Summary of Vulnerabilities, Actors & Attacks: June 2024
Summary of Vulnerabilities, Actors & Attacks: June 2024
| Vulnerabilities Exploited | Adversaries in Action | Attacks Executed | Targeted Countries | Targeted Industries | MITRE ATT&CK TTPs |
| 38 | 11 | 29 | 256 | 31 | 187 |
Summary
In June, the cybersecurity arena garnered significant attention following the identification of nine zero-day vulnerabilities. The Chief ‘Five Celebrity Vulnerabilities,’ which included critical flaws like Zerologon, UEFIcanhazbufferoverflow, Baron Samedit, Pwnkit, and Log4shell, all of which were leveraged to deploy ransomware and backdoors. Additionally, the Arm Zero-Day vulnerability CVE- 2024-4610, has been actively exploited in the wild. While the threat actors are actively exploiting a critical path-traversal vulnerability, CVE- 2024-28995, in SolarWinds Serv-U.

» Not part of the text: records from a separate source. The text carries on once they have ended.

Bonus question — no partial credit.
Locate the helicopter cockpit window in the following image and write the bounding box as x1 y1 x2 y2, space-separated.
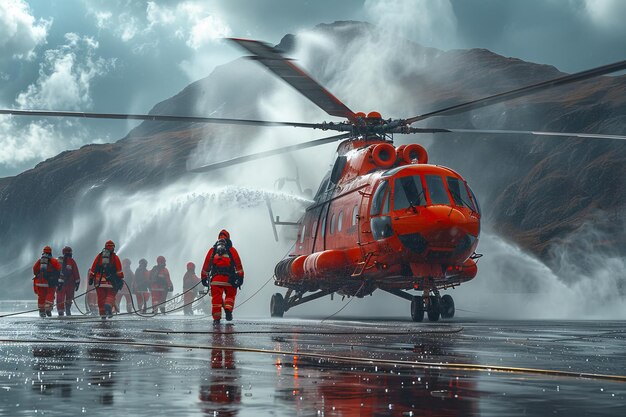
446 177 476 211
393 175 426 210
370 181 389 216
426 175 450 204
465 184 480 214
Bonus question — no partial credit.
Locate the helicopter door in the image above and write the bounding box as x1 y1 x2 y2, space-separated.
370 180 393 240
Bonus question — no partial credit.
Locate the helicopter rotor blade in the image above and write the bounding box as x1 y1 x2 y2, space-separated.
409 128 626 140
229 38 357 123
404 61 626 124
0 109 332 129
189 133 351 172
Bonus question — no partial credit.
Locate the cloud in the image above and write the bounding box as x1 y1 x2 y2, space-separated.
584 0 626 31
84 0 231 52
0 0 52 62
0 116 96 168
16 33 115 110
147 1 231 50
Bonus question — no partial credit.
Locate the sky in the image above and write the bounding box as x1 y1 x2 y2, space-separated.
0 0 626 177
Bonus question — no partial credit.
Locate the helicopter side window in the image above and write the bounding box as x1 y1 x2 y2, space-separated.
465 183 480 214
426 175 450 205
370 181 389 216
393 175 426 210
337 210 343 233
382 190 391 214
446 177 476 211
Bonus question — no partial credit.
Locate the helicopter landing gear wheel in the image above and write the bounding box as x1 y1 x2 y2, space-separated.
270 293 285 317
439 294 455 319
411 296 424 322
426 295 440 321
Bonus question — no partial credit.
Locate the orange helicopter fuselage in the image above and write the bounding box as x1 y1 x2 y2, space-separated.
275 138 480 295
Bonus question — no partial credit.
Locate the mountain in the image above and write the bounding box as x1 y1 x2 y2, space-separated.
0 22 626 300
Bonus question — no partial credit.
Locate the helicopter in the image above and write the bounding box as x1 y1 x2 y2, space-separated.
0 38 626 322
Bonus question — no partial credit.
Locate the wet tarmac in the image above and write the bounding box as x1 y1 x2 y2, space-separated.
0 314 626 416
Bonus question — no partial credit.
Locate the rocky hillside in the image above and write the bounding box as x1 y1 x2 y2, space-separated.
0 22 626 292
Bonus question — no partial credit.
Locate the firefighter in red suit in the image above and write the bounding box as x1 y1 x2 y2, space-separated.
201 230 243 324
57 246 80 316
183 262 200 316
150 256 174 314
89 240 124 319
133 258 150 314
33 246 61 317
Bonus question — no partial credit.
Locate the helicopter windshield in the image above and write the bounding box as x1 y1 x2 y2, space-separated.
393 175 426 210
446 177 477 211
426 175 450 205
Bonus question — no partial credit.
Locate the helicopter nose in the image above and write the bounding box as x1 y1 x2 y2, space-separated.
396 205 480 263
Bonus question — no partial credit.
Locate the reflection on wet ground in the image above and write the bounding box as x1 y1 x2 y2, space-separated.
0 315 626 416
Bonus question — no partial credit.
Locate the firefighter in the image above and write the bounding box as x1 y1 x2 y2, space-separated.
132 259 150 314
183 262 200 316
200 230 243 324
150 256 174 314
89 240 124 320
57 246 80 316
115 258 135 313
85 271 98 316
33 246 61 317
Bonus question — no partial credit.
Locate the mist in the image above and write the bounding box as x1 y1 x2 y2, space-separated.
8 17 626 319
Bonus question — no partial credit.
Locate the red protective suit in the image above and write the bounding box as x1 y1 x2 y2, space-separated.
183 269 202 315
200 236 243 322
33 256 61 317
150 264 174 314
89 245 124 318
132 262 150 313
57 255 80 316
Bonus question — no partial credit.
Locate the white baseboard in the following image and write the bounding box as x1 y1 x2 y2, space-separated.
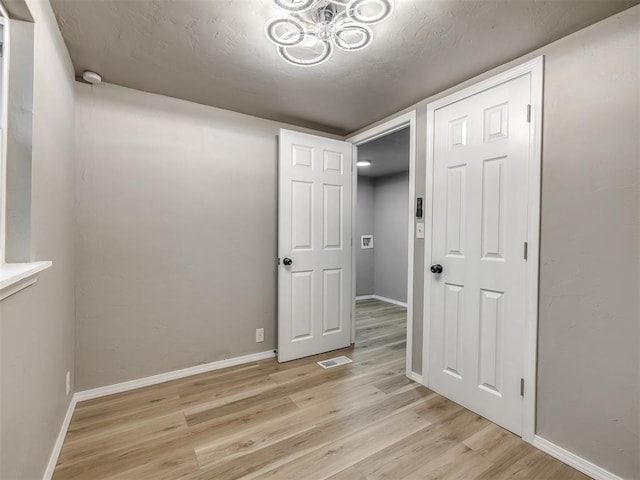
533 435 623 480
356 295 373 300
371 295 407 308
75 350 275 402
407 372 423 385
42 350 275 480
42 394 77 480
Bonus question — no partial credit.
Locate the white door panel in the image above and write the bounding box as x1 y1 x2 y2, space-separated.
429 75 531 433
278 130 353 362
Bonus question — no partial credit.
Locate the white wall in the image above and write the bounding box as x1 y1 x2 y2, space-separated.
0 0 75 480
354 6 640 479
76 83 340 389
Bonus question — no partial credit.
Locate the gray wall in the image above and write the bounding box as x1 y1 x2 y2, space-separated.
354 6 640 479
373 172 409 302
0 0 74 480
355 172 409 302
353 176 375 295
76 83 340 389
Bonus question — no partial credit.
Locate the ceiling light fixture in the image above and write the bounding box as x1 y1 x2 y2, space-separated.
265 0 393 67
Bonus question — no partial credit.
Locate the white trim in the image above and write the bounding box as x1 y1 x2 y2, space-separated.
346 110 417 377
74 350 275 402
356 295 374 300
422 56 544 443
351 145 358 345
0 262 53 301
371 295 411 308
533 435 623 480
42 395 78 480
42 350 275 480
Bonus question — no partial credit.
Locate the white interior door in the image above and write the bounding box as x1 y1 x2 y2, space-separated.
278 130 353 362
427 75 531 434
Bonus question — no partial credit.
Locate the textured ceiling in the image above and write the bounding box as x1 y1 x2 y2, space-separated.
358 127 410 177
51 0 640 134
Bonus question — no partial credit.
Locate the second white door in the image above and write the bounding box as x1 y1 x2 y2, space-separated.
427 75 531 434
278 130 353 362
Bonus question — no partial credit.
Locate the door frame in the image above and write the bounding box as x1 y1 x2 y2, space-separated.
422 56 544 443
345 110 421 382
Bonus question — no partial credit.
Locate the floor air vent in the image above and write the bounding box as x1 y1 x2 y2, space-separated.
318 356 351 368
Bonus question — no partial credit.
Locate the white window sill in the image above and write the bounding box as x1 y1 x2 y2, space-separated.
0 262 52 301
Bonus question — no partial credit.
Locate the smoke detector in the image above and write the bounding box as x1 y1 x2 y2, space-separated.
82 70 102 85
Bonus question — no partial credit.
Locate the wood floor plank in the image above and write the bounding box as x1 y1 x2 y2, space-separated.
53 300 587 480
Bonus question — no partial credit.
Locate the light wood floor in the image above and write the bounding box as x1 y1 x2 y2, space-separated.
54 300 587 480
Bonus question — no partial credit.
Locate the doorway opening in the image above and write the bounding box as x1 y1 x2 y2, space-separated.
347 112 419 381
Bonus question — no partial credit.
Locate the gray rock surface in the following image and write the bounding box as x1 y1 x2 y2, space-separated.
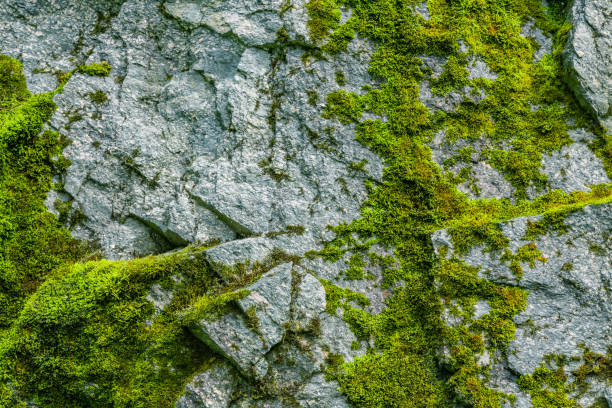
565 0 612 131
184 263 366 408
191 264 292 378
176 361 237 408
433 204 612 406
0 0 382 258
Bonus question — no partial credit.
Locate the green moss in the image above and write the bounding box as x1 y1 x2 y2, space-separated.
79 61 112 77
518 363 580 408
89 89 108 105
339 353 443 408
0 250 220 407
308 0 612 407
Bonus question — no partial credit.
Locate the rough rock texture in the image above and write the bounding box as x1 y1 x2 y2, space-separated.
191 264 292 378
433 204 612 406
565 0 612 131
0 0 381 258
184 263 365 408
0 0 612 408
176 361 237 408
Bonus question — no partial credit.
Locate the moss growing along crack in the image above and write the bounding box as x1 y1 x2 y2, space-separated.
307 0 612 407
0 56 234 407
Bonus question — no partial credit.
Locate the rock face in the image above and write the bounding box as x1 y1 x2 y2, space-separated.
0 0 381 258
433 204 612 406
184 263 363 408
0 0 612 408
565 0 612 131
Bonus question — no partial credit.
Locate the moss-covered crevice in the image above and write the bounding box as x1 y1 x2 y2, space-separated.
308 0 612 407
0 56 227 407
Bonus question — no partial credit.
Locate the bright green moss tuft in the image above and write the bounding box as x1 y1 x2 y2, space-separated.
306 0 340 42
308 0 612 407
339 353 443 408
0 249 219 407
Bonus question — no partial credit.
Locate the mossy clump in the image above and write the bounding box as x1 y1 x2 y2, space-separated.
0 249 217 407
307 0 612 407
339 353 444 408
0 57 87 330
518 361 580 408
78 61 112 77
89 89 108 105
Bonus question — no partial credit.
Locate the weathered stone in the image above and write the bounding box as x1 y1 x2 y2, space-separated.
176 361 237 408
191 264 292 378
238 263 293 349
433 204 612 406
293 273 326 326
565 0 612 131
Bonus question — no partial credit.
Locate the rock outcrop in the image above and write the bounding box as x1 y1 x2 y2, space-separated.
0 0 612 408
433 204 612 407
565 0 612 132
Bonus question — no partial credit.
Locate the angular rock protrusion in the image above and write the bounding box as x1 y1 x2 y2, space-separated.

During this same timeframe, there was a marked increase in ransomware attacks, with variants such as TargetCompany, Knight, Fog, TellYouThePass, Black Basta, DragonForce, CatB Ransomware aggressively targeting victims. As ransomware tactics become increasingly sophisticated, it is imperative for organizations to bolster their defenses by implementing comprehensive backup and disaster recovery strategies. Furthermore, training employees to detect and prevent phishing attacks remains essential.
Concurrently, eleven threat actors were engaged in various campaigns. ExCobalt, a cyber espionage focused threat actor, has been targeting Russian organizations using an advanced Golang based backdoor called GoRed. Additionally, the espionage organization SneakyChef has launched an effort using cutting-edge Remote Access Trojans (RATs) SpiceRAT and SugarGh0st to target government entities. This malware campaign has been active since at least August 2023.